FOMO seems to be the new rat race for the millennial generation and is the new social pressure to be in the right place with the right people.
Millennials are so caught up with trying to fit in that they often struggle with living in the present moment and enjoying the company of others.
How many times have you noticed millennials sitting in a restaurant, but instead of conversing with each other, they are each completely dissolved in their cell phones?
The Link Between Loneliness and Mental Health
Loneliness and social isolation are some of the primary triggers for depression, and they can also be symptoms associated with depression.
Individuals who struggle with depression may feel lonely, even if they are always surrounded by others as loneliness can often be an internal feeling directly related to low-self esteem.
High levels of loneliness are associated with poor physical health, depression, poor decision making, increased stress levels, alcohol and drug use, altered brain function, and suicide.
Multidimensional Perfectionism Among Millennials
Social media is fantastic and very addicting. Millennials were the first generation to grow up with the Internet and social media.
With the click of a button, they can be connected to the rest of the world and a plethora of information.
It is easy to see how everyone else is living their life through social media and compare your “shortcomings” to those you see on Facebook or Instagram.
The rise of social media and the Internet has allowed the world to be at Millennials’ fingertips. As a result, this generation feels the immense weight of this fast-paced and competitive virtual world.
There is such a tremendous pressure to be always “on,” connected, and to make sure that you sound great and have it all together.
A 2018 study of 40,000 American, Canadian and British college students published in the journal Psychological Bulletin found that millennials are suffering from “multidimensional perfectionism” in many areas of their lives.
This generation is known to set lofty goals with unrealistic expectations, and when these goals are not reached, a sense of failure seeps in, resulting in low self-esteem and anxiety.
Increase in Mental Health Treatment Among Millennials
Millennials are the first generation to seek mental health treatment actively, whether it is online therapy, inpatient addiction treatment, or talk therapy with a licensed psychologist.

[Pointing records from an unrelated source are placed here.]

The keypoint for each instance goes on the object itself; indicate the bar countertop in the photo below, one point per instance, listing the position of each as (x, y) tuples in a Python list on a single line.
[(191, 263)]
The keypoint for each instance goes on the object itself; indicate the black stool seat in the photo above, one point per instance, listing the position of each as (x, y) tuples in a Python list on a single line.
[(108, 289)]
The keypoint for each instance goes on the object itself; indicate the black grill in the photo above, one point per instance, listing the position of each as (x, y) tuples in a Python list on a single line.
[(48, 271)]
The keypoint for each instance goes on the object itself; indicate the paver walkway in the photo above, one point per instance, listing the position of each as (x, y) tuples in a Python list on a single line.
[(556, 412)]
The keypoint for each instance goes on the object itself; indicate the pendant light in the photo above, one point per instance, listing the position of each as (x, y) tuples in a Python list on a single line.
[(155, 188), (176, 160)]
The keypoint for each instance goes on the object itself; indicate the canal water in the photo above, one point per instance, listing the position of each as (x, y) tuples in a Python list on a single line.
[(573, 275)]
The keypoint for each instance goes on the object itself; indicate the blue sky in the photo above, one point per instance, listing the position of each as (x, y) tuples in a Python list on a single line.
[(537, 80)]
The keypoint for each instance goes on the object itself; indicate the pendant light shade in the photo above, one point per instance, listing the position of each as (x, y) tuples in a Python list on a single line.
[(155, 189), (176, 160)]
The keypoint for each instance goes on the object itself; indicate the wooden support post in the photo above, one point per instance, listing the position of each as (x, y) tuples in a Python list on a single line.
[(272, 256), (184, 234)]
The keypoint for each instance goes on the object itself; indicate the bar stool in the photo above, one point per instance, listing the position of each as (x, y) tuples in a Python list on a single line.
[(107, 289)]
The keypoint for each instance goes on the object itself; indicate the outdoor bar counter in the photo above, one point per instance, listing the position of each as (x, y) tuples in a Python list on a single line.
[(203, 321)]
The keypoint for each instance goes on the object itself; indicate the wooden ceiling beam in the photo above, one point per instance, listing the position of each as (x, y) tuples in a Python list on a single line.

This generation is also more likely to speak openly about their mental health disorders with their parents, friends, and co-workers and is also more likely to post about it on social media.
Having an open discussion about mental health on social media platforms such as Twitter, Instagram and Facebook can likely be attributed to the fact that younger celebrities such as Lady Gaga, Prince Harry, and Demi Lovato are speaking out about their personal experience with mental health.
These conversations about depression, anxiety, and substance abuse have gone from a private to a public space, which has helped break down the stigma associated with mental illness.
Although millennials are less likely to be insured compared to both Generation X and Baby Boomers, due to financial circumstances, they are still more likely to seek therapy and focus on preventative health, even if it means dipping into their savings and retirement funds and paying out of pocket.
Questions to Ponder
The millennial generation has a whole new set of problems compared to past generations that have ultimately triggered the decline in their mental health.
However, they are also the frontiers of mental health treatment and have made tremendous strides in initiating conversations on public forums about the importance of mental health treatment.
It may pose the question; did previous generations need to seek treatment for mental health? Did they have the same amount of stressors affecting their psychological well being compared to present-day millennials?